El asunto comenzó con la llegada a Etruria de un griego de bajo nacimiento que no poseía ninguna de las numerosas artes que difundió entre nosotros el pueblo que con más éxito cultivó la mente y el cuerpo. Era una especie de practicante de cultos y adivino, pero no de aquellos que inducen a error a los hombres enseñando abiertamente sus supersticiones por dinero, sino un sacerdote de misterios secretos y nocturnos. Al principio, estos se divulgaron solo entre unos pocos; después, empezaron a extenderse tanto entre hombres como entre mujeres, aumentando su atractivo mediante los placeres del vino y los banquetes para aumentar el número de sus seguidores. Una vez el vino, la noche, la promiscuidad de sexos y la mezcla de edades tiernas y adultas calentaban sus ánimos, apagando todo el sentido del pudor, daban comienzo los excesos de toda clase, pues todos tenían a mano la satisfacción del deseo al que más le inclinaba su naturaleza […].
Una vez los misterios hubieron asumido aquel carácter promiscuo, con los hombres mezclados con las mujeres en licenciosas orgías nocturnas, no quedó ningún crimen y ninguna acción vergonzosa por perpetrarse allí. Se producían más prácticas vergonzantes entre hombres que entre hombres y mujeres. Quien no se sometiera al ultraje o se mostrara remiso a los malos actos, era sacrificado como víctima. No considerar nada como impío o criminal era la misma cúspide de su religión. Los hombres, como posesos, gritaban profecías entre las frenéticas contorsiones de sus cuerpos; las matronas, vestidas como bacantes, con los cabellos en desorden, se precipitaban hacia el Tíber con antorchas encendidas, las metían en las aguas y las sacaban aún encendidas, pues contenían azufre vivo y cal.

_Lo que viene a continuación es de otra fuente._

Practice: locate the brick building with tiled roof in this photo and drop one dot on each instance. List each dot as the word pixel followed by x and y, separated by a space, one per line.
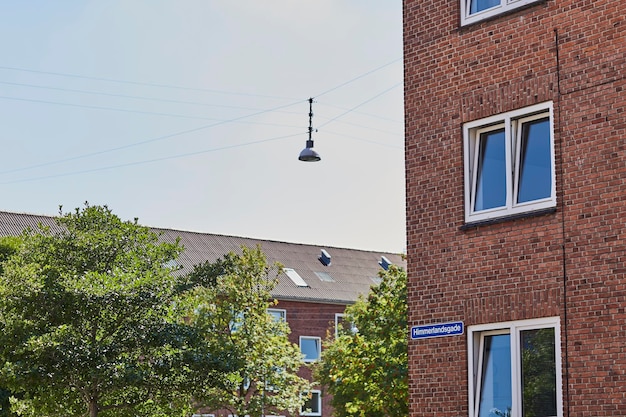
pixel 312 293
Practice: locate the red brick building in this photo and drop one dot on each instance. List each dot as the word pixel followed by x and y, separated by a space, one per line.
pixel 516 207
pixel 312 293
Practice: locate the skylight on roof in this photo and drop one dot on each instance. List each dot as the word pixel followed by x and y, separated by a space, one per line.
pixel 324 276
pixel 295 277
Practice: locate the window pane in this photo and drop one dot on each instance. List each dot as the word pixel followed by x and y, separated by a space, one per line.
pixel 491 174
pixel 495 390
pixel 538 373
pixel 310 348
pixel 312 405
pixel 480 5
pixel 535 176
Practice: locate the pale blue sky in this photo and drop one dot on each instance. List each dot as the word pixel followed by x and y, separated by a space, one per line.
pixel 190 114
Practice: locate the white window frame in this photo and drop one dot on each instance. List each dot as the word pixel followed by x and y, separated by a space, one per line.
pixel 512 123
pixel 319 403
pixel 279 312
pixel 514 328
pixel 468 18
pixel 319 347
pixel 339 317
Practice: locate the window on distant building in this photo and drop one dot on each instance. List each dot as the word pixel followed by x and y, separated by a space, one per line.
pixel 311 348
pixel 342 326
pixel 509 163
pixel 477 10
pixel 515 369
pixel 278 314
pixel 295 277
pixel 313 404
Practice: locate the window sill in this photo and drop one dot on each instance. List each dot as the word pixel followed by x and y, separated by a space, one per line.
pixel 469 21
pixel 487 222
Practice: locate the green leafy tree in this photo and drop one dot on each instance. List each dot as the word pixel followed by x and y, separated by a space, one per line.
pixel 9 245
pixel 365 368
pixel 231 309
pixel 86 326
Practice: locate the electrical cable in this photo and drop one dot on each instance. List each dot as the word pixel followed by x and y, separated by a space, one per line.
pixel 165 158
pixel 189 130
pixel 112 80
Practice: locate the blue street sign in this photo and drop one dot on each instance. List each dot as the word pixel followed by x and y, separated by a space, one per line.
pixel 437 330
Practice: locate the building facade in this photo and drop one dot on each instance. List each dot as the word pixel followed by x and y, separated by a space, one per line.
pixel 312 293
pixel 516 200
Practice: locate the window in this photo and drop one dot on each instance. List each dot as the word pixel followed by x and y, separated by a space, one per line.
pixel 313 405
pixel 509 163
pixel 515 369
pixel 342 326
pixel 295 277
pixel 311 348
pixel 476 10
pixel 324 276
pixel 278 314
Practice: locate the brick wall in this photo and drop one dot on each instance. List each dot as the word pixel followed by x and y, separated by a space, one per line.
pixel 569 263
pixel 311 319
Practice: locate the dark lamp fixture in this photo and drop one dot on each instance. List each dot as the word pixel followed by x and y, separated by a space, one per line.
pixel 309 154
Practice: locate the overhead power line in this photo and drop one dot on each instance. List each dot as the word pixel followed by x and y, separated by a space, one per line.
pixel 144 142
pixel 113 80
pixel 148 161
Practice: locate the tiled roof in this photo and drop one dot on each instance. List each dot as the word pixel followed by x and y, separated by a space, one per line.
pixel 352 271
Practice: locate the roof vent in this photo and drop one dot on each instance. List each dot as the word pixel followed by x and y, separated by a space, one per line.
pixel 384 263
pixel 324 258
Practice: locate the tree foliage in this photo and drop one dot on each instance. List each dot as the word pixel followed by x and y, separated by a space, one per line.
pixel 230 307
pixel 365 368
pixel 86 325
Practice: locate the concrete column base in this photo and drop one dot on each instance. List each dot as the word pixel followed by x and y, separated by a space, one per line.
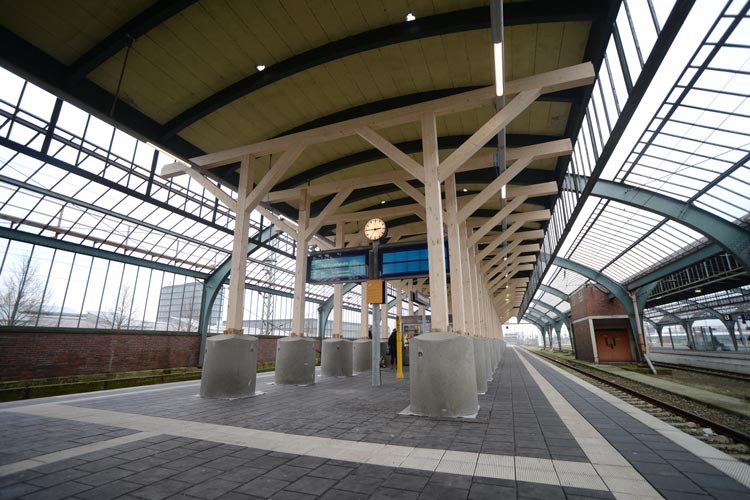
pixel 229 367
pixel 480 365
pixel 336 358
pixel 443 376
pixel 295 361
pixel 362 355
pixel 487 351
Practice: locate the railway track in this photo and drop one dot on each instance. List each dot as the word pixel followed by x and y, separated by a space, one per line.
pixel 706 371
pixel 724 437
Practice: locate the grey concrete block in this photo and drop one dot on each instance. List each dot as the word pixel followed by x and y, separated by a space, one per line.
pixel 480 364
pixel 362 355
pixel 336 358
pixel 295 361
pixel 443 376
pixel 229 367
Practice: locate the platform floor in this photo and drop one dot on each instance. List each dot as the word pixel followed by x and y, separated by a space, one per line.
pixel 540 433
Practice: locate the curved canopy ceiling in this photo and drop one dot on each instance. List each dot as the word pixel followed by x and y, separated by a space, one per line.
pixel 187 75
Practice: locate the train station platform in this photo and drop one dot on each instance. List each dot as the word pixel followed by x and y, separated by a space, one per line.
pixel 540 433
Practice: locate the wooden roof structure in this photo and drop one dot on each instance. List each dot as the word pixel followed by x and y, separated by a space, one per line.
pixel 206 79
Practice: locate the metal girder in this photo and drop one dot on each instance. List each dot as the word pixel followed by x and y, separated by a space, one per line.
pixel 554 291
pixel 677 265
pixel 25 150
pixel 659 51
pixel 213 283
pixel 615 288
pixel 563 317
pixel 324 310
pixel 40 68
pixel 445 142
pixel 45 241
pixel 666 313
pixel 567 96
pixel 436 25
pixel 731 237
pixel 142 23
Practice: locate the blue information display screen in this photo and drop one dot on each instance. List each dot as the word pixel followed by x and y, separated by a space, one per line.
pixel 403 261
pixel 338 266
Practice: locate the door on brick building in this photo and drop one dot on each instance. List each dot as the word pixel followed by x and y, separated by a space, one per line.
pixel 613 345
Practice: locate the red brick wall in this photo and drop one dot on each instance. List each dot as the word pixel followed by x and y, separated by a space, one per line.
pixel 589 300
pixel 582 336
pixel 46 354
pixel 26 355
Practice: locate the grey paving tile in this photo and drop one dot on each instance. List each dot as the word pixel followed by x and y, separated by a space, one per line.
pixel 540 491
pixel 242 474
pixel 312 485
pixel 104 477
pixel 161 489
pixel 385 493
pixel 359 484
pixel 307 462
pixel 197 475
pixel 334 494
pixel 108 491
pixel 262 487
pixel 17 490
pixel 287 472
pixel 442 492
pixel 331 471
pixel 58 477
pixel 57 492
pixel 211 488
pixel 150 476
pixel 407 481
pixel 483 491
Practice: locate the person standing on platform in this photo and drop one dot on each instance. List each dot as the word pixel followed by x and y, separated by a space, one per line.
pixel 392 347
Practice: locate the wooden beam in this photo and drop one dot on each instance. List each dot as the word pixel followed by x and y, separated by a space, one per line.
pixel 237 273
pixel 207 184
pixel 493 188
pixel 298 302
pixel 487 131
pixel 396 155
pixel 399 211
pixel 434 221
pixel 273 175
pixel 410 190
pixel 495 220
pixel 552 81
pixel 498 240
pixel 322 218
pixel 534 234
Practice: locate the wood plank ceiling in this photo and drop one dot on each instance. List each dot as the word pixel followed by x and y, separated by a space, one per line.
pixel 191 83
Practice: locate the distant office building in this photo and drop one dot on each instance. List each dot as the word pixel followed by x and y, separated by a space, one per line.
pixel 181 305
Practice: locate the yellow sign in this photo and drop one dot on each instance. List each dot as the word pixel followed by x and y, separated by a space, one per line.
pixel 375 292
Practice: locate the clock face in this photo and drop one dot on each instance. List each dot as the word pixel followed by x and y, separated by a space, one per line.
pixel 375 229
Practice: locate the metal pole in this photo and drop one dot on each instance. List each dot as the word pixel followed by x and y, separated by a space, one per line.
pixel 399 349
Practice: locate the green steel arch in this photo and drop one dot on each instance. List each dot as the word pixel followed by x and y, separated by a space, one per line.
pixel 730 236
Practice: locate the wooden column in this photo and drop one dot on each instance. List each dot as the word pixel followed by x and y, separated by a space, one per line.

Los hombres ataban a algunas personas a máquinas y las echaban en cuevas ocultas, y se decía por ello que habían sido arrebatadas; se trataba de quienes se habían negado a unirse a su conspiración, tomar parte en sus crímenes o someterse a los ultrajes sexuales. Era una inmensa multitud, casi una segunda población, y entre ellos se encontraban algunos hombres y mujeres de familias nobles.
Tito Livio, Historia de Roma, 39. Traducción de Antonio Diego Duarte Sánchez.